The Stop Online Piracy Act, which is before the House of Representatives Judiciary Committee chaired by Smith, aims to fight online piracy of pharmaceuticals, music and other consumer products by allowing the Department of Justice to seek federal court injunctions against foreign-based websites.
Smith said Internet counterfeiters cost American consumers, businesses, inventors and workers some $100 billion a year, though critics accuse him of exaggerating.
Under the bill, if a judge agrees that websites offer material that violates U.S. copyright laws, Internet service providers could be required to block access to foreign sites and U.S. online ad networks could be required to stop ads and search engines barred from directly linking to them.
Heavyweights such as Google, Twitter, Facebook, and Reddit oppose the bill, which came under fire at this week's Consumer Electronics Show in Las Vegas.
Reddit chief executive Alexis Ohanian has said it would "cripple the Internet" and pledged to take his social media site dark for one day next week to protest the bill.
"This (SOPA) could potentially obliterate the entire tech industry - a job-creating industry," Ohanian wrote on his blog.
Smith stressed the bill would only affect websites based outside the United States and criticized opponents for failing to cite specific sections, saying many have failed to read it and were disguising their economic interests with rhetoric about Internet freedom.

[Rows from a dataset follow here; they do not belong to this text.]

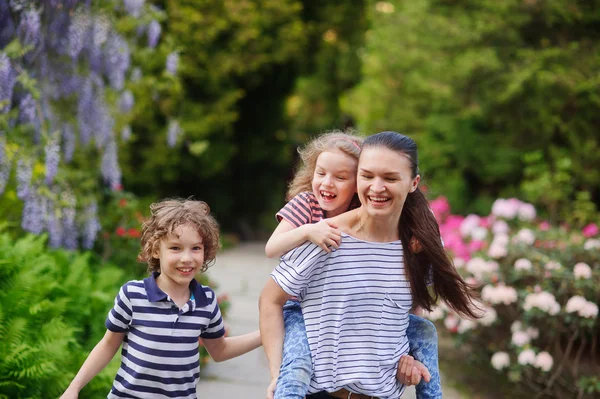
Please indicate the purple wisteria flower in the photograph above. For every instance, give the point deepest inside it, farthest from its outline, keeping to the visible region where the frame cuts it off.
(154, 31)
(126, 101)
(35, 209)
(117, 60)
(91, 226)
(126, 133)
(172, 63)
(133, 7)
(7, 83)
(5, 165)
(52, 151)
(68, 221)
(173, 132)
(78, 33)
(111, 172)
(27, 109)
(24, 174)
(29, 28)
(69, 138)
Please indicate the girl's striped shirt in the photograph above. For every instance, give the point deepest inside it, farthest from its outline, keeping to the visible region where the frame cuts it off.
(355, 303)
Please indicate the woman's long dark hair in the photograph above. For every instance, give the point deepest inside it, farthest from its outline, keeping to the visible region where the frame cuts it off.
(432, 263)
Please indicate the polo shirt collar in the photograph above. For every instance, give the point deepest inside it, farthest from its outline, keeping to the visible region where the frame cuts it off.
(155, 294)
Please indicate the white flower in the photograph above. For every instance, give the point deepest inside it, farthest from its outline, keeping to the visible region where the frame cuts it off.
(468, 224)
(589, 310)
(526, 212)
(526, 357)
(544, 301)
(500, 227)
(523, 264)
(500, 360)
(544, 361)
(552, 265)
(582, 271)
(525, 236)
(466, 325)
(489, 316)
(592, 243)
(520, 338)
(575, 304)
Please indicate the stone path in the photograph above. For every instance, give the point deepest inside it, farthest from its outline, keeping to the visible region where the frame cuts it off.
(241, 273)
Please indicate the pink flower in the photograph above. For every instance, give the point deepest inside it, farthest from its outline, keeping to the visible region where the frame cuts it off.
(590, 230)
(544, 226)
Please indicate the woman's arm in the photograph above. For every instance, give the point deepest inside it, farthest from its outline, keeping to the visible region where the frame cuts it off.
(99, 357)
(272, 299)
(221, 349)
(287, 237)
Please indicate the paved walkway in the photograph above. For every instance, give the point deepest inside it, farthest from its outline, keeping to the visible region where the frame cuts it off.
(241, 273)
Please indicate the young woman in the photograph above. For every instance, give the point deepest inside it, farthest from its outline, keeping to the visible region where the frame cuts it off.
(356, 300)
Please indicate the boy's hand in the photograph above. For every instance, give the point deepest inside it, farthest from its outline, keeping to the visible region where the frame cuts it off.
(325, 234)
(411, 371)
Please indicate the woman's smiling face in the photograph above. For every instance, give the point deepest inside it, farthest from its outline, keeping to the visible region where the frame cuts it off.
(384, 180)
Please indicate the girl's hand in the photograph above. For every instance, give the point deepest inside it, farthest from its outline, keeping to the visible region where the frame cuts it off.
(271, 388)
(411, 371)
(415, 245)
(325, 234)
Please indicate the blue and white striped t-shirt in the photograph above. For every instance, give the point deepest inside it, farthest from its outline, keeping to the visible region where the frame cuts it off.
(160, 354)
(355, 303)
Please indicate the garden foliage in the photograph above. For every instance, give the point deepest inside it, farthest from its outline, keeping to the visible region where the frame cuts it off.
(540, 291)
(501, 96)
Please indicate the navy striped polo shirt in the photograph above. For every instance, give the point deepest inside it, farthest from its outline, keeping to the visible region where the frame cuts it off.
(160, 353)
(355, 303)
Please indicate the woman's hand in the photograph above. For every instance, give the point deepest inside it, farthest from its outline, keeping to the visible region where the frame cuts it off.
(411, 371)
(325, 234)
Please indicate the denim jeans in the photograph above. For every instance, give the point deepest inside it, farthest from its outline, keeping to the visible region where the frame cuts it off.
(296, 365)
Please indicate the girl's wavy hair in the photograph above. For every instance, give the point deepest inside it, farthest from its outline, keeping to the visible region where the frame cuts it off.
(169, 214)
(417, 220)
(344, 141)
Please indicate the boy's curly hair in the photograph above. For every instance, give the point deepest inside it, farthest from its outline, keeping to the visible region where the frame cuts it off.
(169, 214)
(345, 141)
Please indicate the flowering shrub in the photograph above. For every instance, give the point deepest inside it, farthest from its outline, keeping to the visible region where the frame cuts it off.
(540, 290)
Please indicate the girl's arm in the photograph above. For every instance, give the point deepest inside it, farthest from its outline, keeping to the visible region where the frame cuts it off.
(272, 299)
(287, 237)
(98, 358)
(225, 348)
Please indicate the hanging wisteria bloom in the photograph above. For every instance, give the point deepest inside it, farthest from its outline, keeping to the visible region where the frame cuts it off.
(24, 173)
(34, 213)
(29, 28)
(110, 166)
(68, 142)
(91, 227)
(5, 165)
(126, 133)
(173, 132)
(154, 30)
(172, 63)
(7, 82)
(133, 7)
(52, 151)
(126, 101)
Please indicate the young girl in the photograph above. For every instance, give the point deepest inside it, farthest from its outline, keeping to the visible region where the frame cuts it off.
(159, 320)
(324, 187)
(356, 300)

Google executive chairman Eric Schmidt told the Economic Club of Washington last month that the bill would "effectively break the Internet" and he compared Smith's efforts to the same type of censorship that Google has experienced in China.
"There are some companies like Google that make money by directing consumers to these illegal websites," Smith said. "So I don't think they have any real credibility to complain even though they are the primary opponent."
Smith has received numerous awards from conservative organizations for his opposition to efforts to expand the federal government's power.
But the Texas representative says giving Washington sweeping powers over the Internet is necessary to protect free enterprise.
Smith predicted the bill would pass the House. It was about halfway through the process of committee hearings and could go to the House floor in a matter a weeks, he said. The Senate was considering a similar measure.